The wretched occupants of the room gasped in terror as our flashlights found them. A handful of survivors from the household, cowering in fear in the dark. Many displayed signs of psychic burns or telekinetic welts.
'Imperial Inquisition/ I said firmly but quietly. 'Stay calm. Where is Esarhaddon?'
Some flinched or moaned at the sound of the name. A regal dowager in a torn pearlescent gown curled up in the corner and began weeping.
'Quickly… there's little time! Where is he?' I thought to use my will to spur them into an answer, but their minds had been tortured enough already that night. Even a mild mental probe might kill some of them.
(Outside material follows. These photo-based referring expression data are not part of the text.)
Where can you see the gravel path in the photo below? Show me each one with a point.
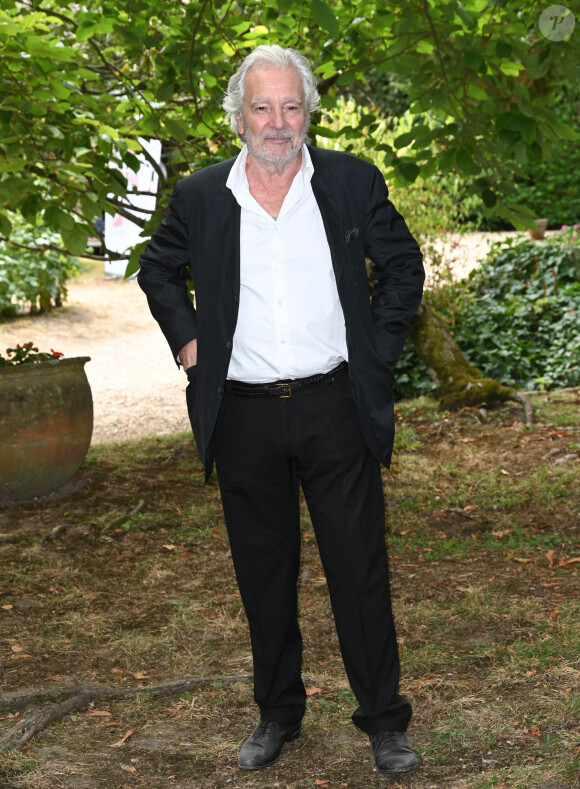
(137, 389)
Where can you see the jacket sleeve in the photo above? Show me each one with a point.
(165, 269)
(398, 273)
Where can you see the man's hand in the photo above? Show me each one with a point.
(188, 355)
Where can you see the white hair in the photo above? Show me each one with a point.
(261, 57)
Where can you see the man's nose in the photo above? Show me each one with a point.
(277, 118)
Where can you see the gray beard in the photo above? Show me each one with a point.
(257, 148)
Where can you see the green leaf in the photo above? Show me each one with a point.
(489, 198)
(404, 139)
(464, 161)
(75, 240)
(5, 225)
(408, 170)
(324, 16)
(475, 92)
(12, 165)
(58, 219)
(503, 49)
(133, 264)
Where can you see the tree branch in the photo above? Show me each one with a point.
(81, 696)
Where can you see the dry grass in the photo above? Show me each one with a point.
(483, 522)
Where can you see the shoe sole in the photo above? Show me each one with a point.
(294, 736)
(395, 772)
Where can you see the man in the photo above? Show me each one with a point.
(290, 370)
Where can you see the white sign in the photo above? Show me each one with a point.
(120, 233)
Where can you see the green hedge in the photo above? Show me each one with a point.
(32, 278)
(515, 318)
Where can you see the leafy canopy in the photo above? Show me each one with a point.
(81, 84)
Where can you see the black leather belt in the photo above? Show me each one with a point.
(281, 388)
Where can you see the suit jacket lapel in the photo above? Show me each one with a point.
(228, 214)
(326, 191)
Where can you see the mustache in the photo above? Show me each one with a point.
(286, 134)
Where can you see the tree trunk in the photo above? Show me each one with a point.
(459, 382)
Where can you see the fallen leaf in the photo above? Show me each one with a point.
(569, 562)
(123, 740)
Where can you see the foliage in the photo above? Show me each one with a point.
(479, 78)
(551, 190)
(26, 354)
(515, 318)
(33, 270)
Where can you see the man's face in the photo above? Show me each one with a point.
(273, 121)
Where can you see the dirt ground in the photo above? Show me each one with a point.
(126, 583)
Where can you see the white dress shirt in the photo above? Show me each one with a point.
(290, 321)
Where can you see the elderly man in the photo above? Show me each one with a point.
(290, 369)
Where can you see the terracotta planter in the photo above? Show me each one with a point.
(46, 423)
(541, 227)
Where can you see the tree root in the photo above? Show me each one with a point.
(80, 696)
(459, 382)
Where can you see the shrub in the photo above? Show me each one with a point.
(32, 277)
(515, 318)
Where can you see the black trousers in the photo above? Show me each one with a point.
(264, 448)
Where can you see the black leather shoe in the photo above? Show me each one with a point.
(265, 745)
(392, 752)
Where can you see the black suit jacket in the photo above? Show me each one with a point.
(201, 234)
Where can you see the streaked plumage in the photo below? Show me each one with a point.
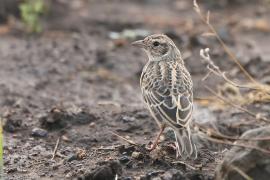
(167, 90)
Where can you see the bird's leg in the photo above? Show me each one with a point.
(154, 145)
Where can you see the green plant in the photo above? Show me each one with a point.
(31, 11)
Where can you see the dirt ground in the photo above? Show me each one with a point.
(75, 83)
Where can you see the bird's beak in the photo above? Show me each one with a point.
(138, 43)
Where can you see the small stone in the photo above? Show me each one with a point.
(137, 155)
(72, 157)
(124, 159)
(92, 125)
(38, 132)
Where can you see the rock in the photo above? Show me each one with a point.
(173, 174)
(72, 157)
(12, 124)
(60, 118)
(38, 132)
(137, 155)
(252, 162)
(107, 172)
(124, 159)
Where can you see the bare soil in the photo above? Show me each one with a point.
(81, 86)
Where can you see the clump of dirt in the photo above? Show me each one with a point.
(70, 97)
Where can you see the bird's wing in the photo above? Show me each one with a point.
(173, 105)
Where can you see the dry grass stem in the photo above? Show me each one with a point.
(221, 141)
(237, 106)
(55, 148)
(242, 173)
(206, 20)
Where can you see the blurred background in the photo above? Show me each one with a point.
(68, 71)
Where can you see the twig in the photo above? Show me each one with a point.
(109, 148)
(227, 50)
(125, 139)
(204, 53)
(242, 173)
(55, 148)
(236, 106)
(181, 162)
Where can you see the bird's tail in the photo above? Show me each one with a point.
(185, 147)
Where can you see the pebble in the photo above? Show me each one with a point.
(124, 159)
(38, 132)
(137, 155)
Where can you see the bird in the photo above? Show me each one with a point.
(167, 90)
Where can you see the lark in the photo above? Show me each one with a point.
(167, 90)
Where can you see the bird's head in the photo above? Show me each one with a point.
(158, 47)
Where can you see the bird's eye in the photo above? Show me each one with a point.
(156, 43)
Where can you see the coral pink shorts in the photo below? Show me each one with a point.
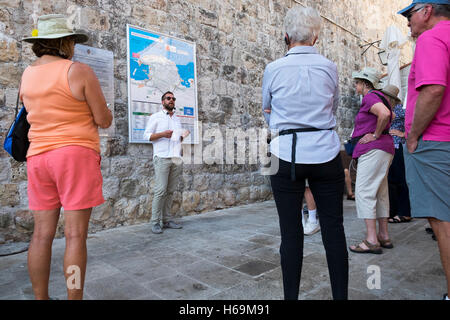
(68, 177)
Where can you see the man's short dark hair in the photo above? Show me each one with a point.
(441, 10)
(164, 95)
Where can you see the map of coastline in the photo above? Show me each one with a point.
(158, 64)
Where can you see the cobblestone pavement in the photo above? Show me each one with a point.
(233, 254)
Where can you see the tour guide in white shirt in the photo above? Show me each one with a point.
(165, 132)
(300, 95)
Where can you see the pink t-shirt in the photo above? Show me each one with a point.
(431, 65)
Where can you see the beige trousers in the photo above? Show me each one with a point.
(167, 175)
(371, 189)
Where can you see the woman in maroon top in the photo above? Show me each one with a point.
(374, 151)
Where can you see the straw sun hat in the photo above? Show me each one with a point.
(369, 74)
(54, 26)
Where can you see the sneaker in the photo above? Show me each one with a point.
(156, 229)
(171, 225)
(311, 228)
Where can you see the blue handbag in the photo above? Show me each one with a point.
(16, 142)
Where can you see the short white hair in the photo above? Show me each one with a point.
(302, 24)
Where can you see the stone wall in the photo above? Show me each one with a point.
(235, 40)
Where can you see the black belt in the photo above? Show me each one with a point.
(294, 143)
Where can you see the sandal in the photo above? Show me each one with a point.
(399, 219)
(373, 248)
(386, 243)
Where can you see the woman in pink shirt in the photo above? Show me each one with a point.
(374, 152)
(65, 106)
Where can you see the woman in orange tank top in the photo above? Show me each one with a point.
(65, 107)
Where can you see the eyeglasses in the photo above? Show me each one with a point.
(411, 13)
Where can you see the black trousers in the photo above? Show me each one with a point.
(326, 182)
(398, 189)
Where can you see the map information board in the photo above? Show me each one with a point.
(158, 63)
(102, 63)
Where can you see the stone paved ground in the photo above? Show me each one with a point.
(233, 254)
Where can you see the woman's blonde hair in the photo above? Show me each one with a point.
(61, 47)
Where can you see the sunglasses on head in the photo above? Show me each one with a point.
(411, 13)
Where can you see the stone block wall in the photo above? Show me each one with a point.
(235, 40)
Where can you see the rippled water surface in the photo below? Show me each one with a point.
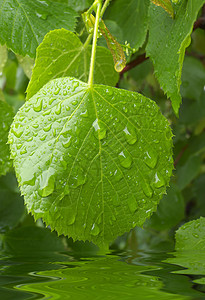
(53, 275)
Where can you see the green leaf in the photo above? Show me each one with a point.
(189, 171)
(166, 4)
(169, 212)
(190, 246)
(3, 57)
(6, 118)
(12, 207)
(23, 23)
(167, 42)
(132, 18)
(62, 54)
(78, 5)
(92, 162)
(27, 64)
(192, 82)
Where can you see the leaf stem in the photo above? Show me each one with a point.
(105, 5)
(87, 42)
(95, 37)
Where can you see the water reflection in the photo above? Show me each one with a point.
(53, 275)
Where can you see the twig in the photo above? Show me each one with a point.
(200, 23)
(137, 61)
(180, 155)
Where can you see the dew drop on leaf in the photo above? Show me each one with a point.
(47, 184)
(130, 135)
(38, 105)
(125, 159)
(147, 189)
(150, 159)
(159, 180)
(95, 230)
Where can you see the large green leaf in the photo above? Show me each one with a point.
(132, 18)
(23, 23)
(62, 54)
(169, 212)
(92, 162)
(12, 207)
(6, 118)
(168, 39)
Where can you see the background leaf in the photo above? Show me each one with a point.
(167, 49)
(3, 57)
(131, 18)
(62, 54)
(6, 118)
(99, 158)
(23, 23)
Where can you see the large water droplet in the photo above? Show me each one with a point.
(38, 105)
(100, 129)
(130, 134)
(125, 159)
(47, 184)
(67, 143)
(147, 189)
(95, 230)
(132, 204)
(47, 128)
(159, 180)
(150, 158)
(17, 131)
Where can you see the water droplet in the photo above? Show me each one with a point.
(47, 184)
(67, 143)
(159, 180)
(58, 109)
(17, 131)
(57, 90)
(130, 134)
(100, 129)
(95, 230)
(84, 114)
(47, 128)
(150, 158)
(38, 105)
(71, 216)
(132, 204)
(147, 189)
(119, 66)
(125, 159)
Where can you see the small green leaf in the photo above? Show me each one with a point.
(190, 246)
(6, 118)
(62, 54)
(167, 42)
(3, 57)
(23, 23)
(132, 18)
(166, 4)
(191, 236)
(92, 162)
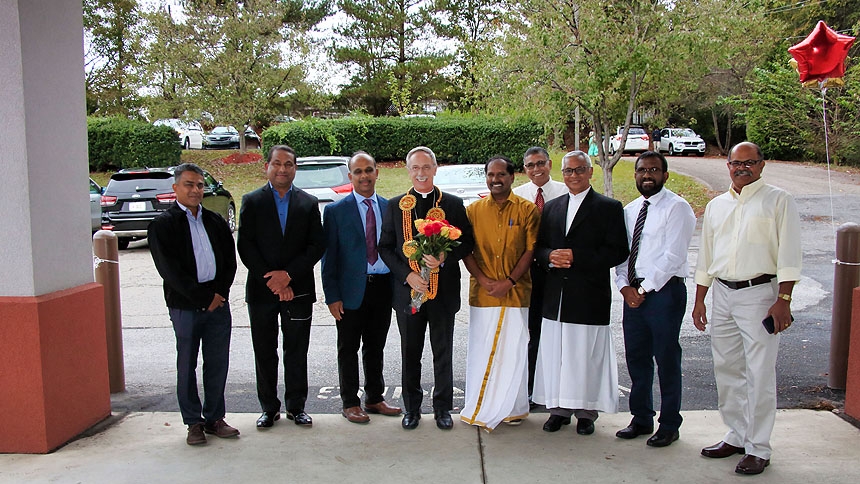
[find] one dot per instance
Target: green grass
(394, 180)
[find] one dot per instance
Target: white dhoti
(576, 367)
(496, 366)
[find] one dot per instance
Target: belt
(762, 279)
(371, 278)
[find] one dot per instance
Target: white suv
(190, 133)
(637, 140)
(680, 141)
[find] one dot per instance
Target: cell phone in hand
(768, 323)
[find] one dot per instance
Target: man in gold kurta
(505, 227)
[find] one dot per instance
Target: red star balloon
(822, 54)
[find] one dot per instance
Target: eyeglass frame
(579, 170)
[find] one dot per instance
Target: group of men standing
(540, 294)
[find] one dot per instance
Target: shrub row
(116, 143)
(454, 140)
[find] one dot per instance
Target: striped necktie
(634, 244)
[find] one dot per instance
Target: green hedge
(116, 143)
(454, 140)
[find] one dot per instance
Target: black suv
(133, 197)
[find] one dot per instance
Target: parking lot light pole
(106, 268)
(846, 276)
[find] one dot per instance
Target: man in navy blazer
(280, 241)
(357, 286)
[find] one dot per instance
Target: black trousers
(295, 319)
(535, 317)
(413, 327)
(367, 327)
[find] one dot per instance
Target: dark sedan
(134, 197)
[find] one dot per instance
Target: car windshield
(460, 175)
(321, 176)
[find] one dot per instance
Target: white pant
(745, 364)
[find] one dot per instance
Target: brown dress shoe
(721, 450)
(220, 429)
(195, 435)
(355, 415)
(752, 464)
(382, 408)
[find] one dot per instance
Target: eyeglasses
(531, 166)
(744, 163)
(642, 170)
(579, 170)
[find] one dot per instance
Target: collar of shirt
(747, 192)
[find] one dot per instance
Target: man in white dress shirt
(751, 245)
(540, 189)
(660, 225)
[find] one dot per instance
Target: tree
(113, 44)
(610, 59)
(227, 58)
(384, 37)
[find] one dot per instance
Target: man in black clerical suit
(280, 240)
(437, 313)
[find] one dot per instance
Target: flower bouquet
(434, 237)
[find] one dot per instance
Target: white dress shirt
(749, 234)
(664, 242)
(551, 189)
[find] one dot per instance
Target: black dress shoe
(443, 419)
(410, 420)
(554, 423)
(634, 430)
(721, 450)
(663, 439)
(300, 418)
(751, 465)
(584, 426)
(268, 419)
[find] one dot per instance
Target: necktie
(539, 199)
(634, 244)
(370, 233)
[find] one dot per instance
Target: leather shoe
(268, 419)
(721, 450)
(663, 438)
(195, 435)
(410, 420)
(382, 408)
(355, 415)
(443, 419)
(584, 426)
(300, 418)
(634, 430)
(554, 423)
(752, 464)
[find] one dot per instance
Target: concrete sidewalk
(809, 446)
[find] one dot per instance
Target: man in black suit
(357, 286)
(280, 240)
(194, 253)
(421, 201)
(581, 237)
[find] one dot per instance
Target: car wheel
(231, 217)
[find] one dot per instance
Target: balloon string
(827, 152)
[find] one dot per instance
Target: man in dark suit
(421, 201)
(194, 253)
(357, 286)
(280, 240)
(581, 237)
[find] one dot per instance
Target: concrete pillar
(53, 360)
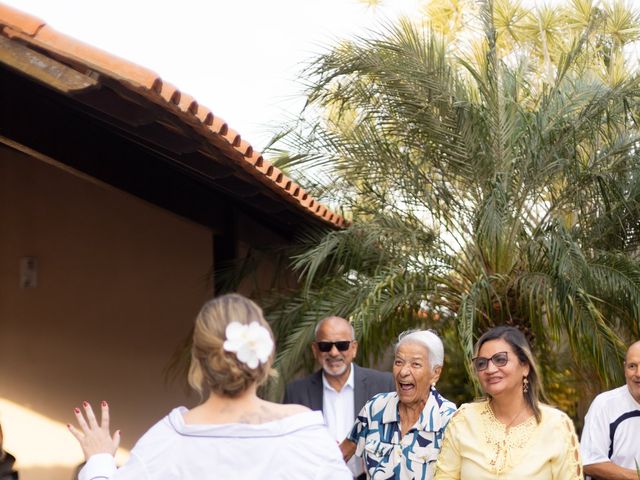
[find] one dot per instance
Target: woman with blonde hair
(511, 433)
(232, 434)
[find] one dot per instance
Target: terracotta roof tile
(147, 82)
(20, 21)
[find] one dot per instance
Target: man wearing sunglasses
(340, 388)
(610, 443)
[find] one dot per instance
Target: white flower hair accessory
(251, 343)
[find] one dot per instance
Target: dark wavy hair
(520, 346)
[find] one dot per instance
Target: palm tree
(482, 189)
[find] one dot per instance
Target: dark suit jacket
(367, 382)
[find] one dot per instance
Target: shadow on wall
(44, 448)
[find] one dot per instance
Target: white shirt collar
(349, 383)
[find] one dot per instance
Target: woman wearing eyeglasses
(232, 433)
(399, 434)
(510, 434)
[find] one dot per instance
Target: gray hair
(428, 339)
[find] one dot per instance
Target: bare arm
(348, 448)
(609, 471)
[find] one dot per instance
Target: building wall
(119, 282)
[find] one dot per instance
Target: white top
(339, 414)
(291, 448)
(612, 429)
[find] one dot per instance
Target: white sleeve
(594, 442)
(103, 467)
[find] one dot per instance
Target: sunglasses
(499, 359)
(341, 345)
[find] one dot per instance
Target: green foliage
(482, 189)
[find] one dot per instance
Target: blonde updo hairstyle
(212, 368)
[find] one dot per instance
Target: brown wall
(119, 283)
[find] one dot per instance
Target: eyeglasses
(499, 359)
(341, 345)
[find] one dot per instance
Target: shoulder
(371, 373)
(605, 399)
(471, 410)
(555, 415)
(281, 410)
(161, 435)
(301, 382)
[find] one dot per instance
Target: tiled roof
(83, 58)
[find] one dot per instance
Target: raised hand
(94, 438)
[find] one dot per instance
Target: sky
(240, 58)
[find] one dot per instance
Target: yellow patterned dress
(479, 447)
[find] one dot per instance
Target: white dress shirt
(338, 409)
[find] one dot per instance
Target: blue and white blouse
(388, 455)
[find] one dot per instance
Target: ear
(316, 352)
(436, 374)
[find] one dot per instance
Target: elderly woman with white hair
(399, 434)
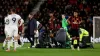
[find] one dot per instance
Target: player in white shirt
(5, 30)
(13, 20)
(37, 35)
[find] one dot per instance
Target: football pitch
(24, 51)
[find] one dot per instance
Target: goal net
(96, 28)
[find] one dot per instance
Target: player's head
(13, 10)
(63, 16)
(75, 13)
(30, 15)
(51, 14)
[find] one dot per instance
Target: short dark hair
(76, 11)
(13, 10)
(31, 14)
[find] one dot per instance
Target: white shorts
(11, 31)
(37, 34)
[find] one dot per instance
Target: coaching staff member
(31, 29)
(74, 22)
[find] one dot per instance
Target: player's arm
(68, 20)
(21, 22)
(80, 20)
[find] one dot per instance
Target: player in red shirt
(74, 22)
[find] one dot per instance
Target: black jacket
(31, 26)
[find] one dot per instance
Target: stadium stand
(23, 8)
(86, 8)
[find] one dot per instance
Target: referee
(31, 29)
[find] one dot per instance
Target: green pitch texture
(24, 51)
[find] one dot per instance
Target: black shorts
(74, 33)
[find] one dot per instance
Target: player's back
(13, 19)
(6, 20)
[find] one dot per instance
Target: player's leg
(19, 42)
(5, 41)
(15, 38)
(36, 39)
(73, 37)
(12, 40)
(9, 35)
(77, 36)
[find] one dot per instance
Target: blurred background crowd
(86, 8)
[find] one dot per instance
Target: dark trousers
(31, 40)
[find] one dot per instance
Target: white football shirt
(14, 19)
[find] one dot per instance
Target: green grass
(24, 51)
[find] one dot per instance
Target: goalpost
(96, 29)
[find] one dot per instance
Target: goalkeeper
(84, 35)
(64, 22)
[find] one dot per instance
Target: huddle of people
(70, 34)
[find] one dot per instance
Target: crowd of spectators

'W-when the lights went out, he ran… ran towards the west exit,' said a blood-soaked man dressed in what I presumed was the uniform of the House Lange bodyguard.
'Can you show us?'
'My leg's broken…'
'Someone else then! Please!'
'Frewa… you go. Frewa!' The bodyguard gestured to a terrified page boy crouching behind a column.
'Come on, lad, show us the way/ Roban said encouragingly.
The boy got to his feet, his eyes white with fear. I wasn't sure if he was more afraid of Esarhaddon or the inquisitors looming over him.
A communicating hallway ran from the rear of the banquet hall west towards the house's private landing platform. Specks of blood and glass twinkled along its tiled floor.
I felt what seemed to me a breath of wind on my skin. An exit to the outside, perhaps?
Heavy blast shutters were prised open in the entrance to the gloomy loading dock. Past the shadowy shapes of several slumped, dormant cargo servitors, stood a main hatchway through which cold exterior light flickered.
My weapon raised, I waved Roban and Inshabel round to the right. The page boy cowered back in the doorway. The air quality was changing, as if the atmosphere itself was stiffening and drawing tight. Like some great force gathering its breath.
Esarhaddon was recovering, I was certain.
Livid green light suddenly bathed the loading dock, a psychometric flare accompanying a burst of savage psionic power. Roban and I staggered, our lungs squeezed and fingers of telekinesis thrusting at our minds. Inshabel cried out as he was bowled over from behind by the page boy, Frewa. Dull-eyed and frothing at the mouth, the boy had been reduced, in an instant, to a mindless puppet. Inshabel fought, but the boy was feral, and despite the interrogator's superior bulk he was pinned.